Test Track Presented by Chevrolet
During 2012, Test Track underwent a major overhaul and was relaunched as “Test Track - Presented by Chevrolet” (a General Motors brand) in December 2012.
Whilst the actual layout of the track is much the same, the whole attraction now has a futuristic digital style theme to it with a completely different pre-show.
Test Track Quick Facts
The ride lasts around 4 minutes and there is minimum height restriction of 40 inches (102 cm).
FastPass is available and there is also a Single Rider line for those who don’t mind not travelling in a group.
The attraction is wheelchair accessible but guests have to transfer from their wheelchairs to board the ride vehicles.
Test Track Pre-Show Area
When you enter the Test Track Pavilion you are now in a Chevrolet Design Center at Epcot where you become part of the Chevrolet design team.
Using advanced design touch screen computers you get to create your own virtual car, truck or crossover vehicle right down to the style of wheels, accessories, paint colour and graphics. You are given hints on how to balance four main design factors; capability, efficiency, responsiveness, and power which feature in the ride.
You also receive a Radio-Frequency Identification (RFID) card and this lets you effectively take your own design with you through the entire attraction.
If you have a Walt Disney World Resort hotel “Key to the World” RFID card, you can use that instead.
Test Track Ride
Having created your design you then enter the actual ride where the cars are tested against the four design criteria from the Pre-Show; capability, efficiency, responsiveness, and power.
The ride itself is a giant “slot car” type ride representing a test track experience both inside and then outside on the roof of the Test Track pavilion. Whilst it feels a little like a roller-coaster ride it is no where near as intense and is suitable for the whole family.
Each open top car seats six riders in two rows of three and they are now referred to as “SimCars”. The track is now called the “Sim Track”.
Anyone who went on the earlier Test Track ride will see an immediate difference. Whilst the original ride featured typical road test elements like road signs, traffic cones, crash barriers and environmental chambers, the new ride uses futuristic lighting techniques to give an experience more akin to that in the ground breaking Disney film “Tron”.
As part of the re-launch the cars themselves have been re-skinned in a more futuristic Chevrolet design with Tron style graphics.

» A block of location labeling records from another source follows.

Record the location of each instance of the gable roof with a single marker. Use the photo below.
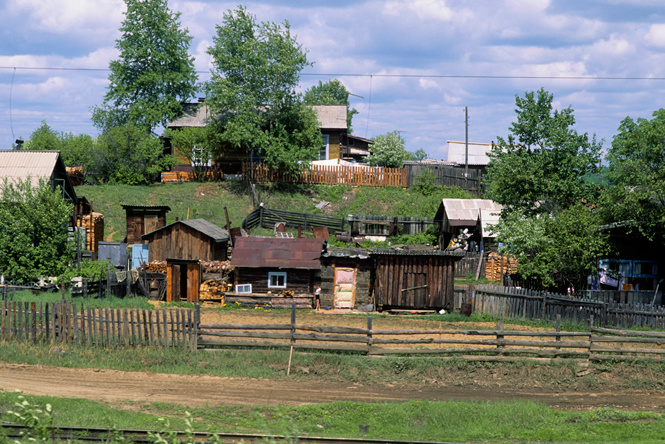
(477, 152)
(201, 225)
(270, 252)
(331, 116)
(19, 165)
(467, 212)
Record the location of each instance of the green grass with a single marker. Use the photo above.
(457, 421)
(207, 200)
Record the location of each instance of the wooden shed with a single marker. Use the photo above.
(347, 278)
(414, 279)
(142, 220)
(195, 239)
(276, 265)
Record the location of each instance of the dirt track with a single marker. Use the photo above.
(113, 387)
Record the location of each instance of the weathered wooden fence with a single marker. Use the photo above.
(66, 322)
(511, 302)
(328, 175)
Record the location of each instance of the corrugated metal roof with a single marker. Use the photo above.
(256, 252)
(208, 228)
(477, 152)
(465, 212)
(194, 115)
(331, 116)
(19, 165)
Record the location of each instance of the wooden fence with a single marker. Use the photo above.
(510, 302)
(329, 175)
(65, 322)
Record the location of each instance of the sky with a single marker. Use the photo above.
(412, 66)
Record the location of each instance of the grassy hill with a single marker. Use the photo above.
(207, 201)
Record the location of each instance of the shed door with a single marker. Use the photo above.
(345, 287)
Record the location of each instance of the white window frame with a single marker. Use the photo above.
(276, 274)
(325, 147)
(244, 288)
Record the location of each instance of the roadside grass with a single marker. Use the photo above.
(460, 421)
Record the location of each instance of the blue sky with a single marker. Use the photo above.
(414, 63)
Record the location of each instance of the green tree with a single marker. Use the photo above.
(333, 92)
(33, 231)
(541, 166)
(129, 155)
(388, 151)
(636, 172)
(154, 72)
(253, 95)
(557, 251)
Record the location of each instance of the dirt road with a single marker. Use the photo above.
(113, 387)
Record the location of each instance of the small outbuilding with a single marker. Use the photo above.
(414, 279)
(276, 265)
(195, 239)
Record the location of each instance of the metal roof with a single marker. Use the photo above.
(477, 152)
(331, 116)
(201, 225)
(268, 252)
(466, 212)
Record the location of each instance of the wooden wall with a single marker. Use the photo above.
(182, 242)
(298, 281)
(427, 281)
(364, 279)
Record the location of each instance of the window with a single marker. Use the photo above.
(277, 279)
(324, 151)
(244, 288)
(200, 157)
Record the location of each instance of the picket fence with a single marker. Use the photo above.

The capability tests cover road and weather conditions whilst efficiency shows airflow over the vehicle. The responsiveness tests include the 18-wheeler truck from the original Test Track and the original crash barrier exit onto the roof track has been replaced by a series of purple arches at the start of the power tests. Throughout the ride, the six different designs (one for each rider) are scored against each other and shown on screens at the side of the track.
The track features different road surfaces, hills and hairpin bends. Cars can reach speeds of up to 65 mph (105 kph) on the outside banked track making it one of Disney’s fastest ever rides. It is particularly good at night when on the outside track.

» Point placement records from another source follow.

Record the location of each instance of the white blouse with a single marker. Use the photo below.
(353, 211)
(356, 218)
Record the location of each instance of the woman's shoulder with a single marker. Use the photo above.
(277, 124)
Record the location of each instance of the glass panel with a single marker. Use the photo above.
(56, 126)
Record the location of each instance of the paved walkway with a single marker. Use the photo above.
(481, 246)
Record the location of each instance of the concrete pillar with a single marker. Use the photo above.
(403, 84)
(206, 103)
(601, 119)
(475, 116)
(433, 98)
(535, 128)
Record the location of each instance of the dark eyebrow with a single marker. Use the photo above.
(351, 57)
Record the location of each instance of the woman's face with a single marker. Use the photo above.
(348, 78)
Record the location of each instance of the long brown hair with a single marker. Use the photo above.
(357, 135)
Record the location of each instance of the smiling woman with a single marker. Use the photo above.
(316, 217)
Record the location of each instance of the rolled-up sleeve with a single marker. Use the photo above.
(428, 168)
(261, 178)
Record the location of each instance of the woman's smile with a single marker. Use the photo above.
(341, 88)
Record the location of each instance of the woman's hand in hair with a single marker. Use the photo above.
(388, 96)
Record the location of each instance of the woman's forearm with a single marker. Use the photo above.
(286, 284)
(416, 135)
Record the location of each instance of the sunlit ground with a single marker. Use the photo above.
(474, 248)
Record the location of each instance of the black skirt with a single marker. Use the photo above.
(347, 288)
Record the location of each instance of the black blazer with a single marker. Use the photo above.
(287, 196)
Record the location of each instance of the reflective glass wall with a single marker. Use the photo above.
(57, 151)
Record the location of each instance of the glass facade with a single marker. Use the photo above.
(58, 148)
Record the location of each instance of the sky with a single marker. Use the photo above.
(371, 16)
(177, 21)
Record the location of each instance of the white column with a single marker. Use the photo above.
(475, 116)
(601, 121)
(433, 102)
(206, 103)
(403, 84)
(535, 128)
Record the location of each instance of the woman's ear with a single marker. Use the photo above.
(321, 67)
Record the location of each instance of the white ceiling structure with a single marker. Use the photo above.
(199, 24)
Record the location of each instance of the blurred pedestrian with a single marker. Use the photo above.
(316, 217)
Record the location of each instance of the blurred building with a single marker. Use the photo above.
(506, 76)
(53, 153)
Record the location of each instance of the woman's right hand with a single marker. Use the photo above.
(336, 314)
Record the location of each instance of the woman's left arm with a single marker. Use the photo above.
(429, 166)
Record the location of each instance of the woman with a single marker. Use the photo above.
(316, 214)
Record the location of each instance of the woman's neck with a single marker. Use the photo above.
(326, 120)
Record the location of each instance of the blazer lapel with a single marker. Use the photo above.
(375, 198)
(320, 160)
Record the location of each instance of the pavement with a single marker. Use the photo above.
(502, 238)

Courtesy of Attractions Magazine
Test Track After Show
When you exit the ride, you can see how well your own design performed against other riders.
Thanks to the RFID technology, you can produce and share a TV commercial featuring your actual design, race your car on a digital driving table or pose for a photo.
You also get the chance to see current and future concept cars and trucks from the Chevrolet marque and shop for Test Track inspired merchandise.
Test Track History
When Test Track first opened in 1999, it was all about how a modern car is tested, both in the pre-show queue area and the actual ride and it replaced an earlier attraction called “World of Motion”. Throughout its life it has been sponsored by General Motors though when General Motors went through a financial crisis there were rumours that they would pull out.
The original emphasis was much more about the physical testing of the car with crash dummies and test rigs whereas the new Test Track attraction concentrates more on the design of the car with a view to appealing to a wider audience.
The ride has not been without its problems opening nearly two years after the original planned date of May 1997 due to issues with the reliability of the cars themselves and the programming software controlling the maximum number of vehicles on the track at any one time.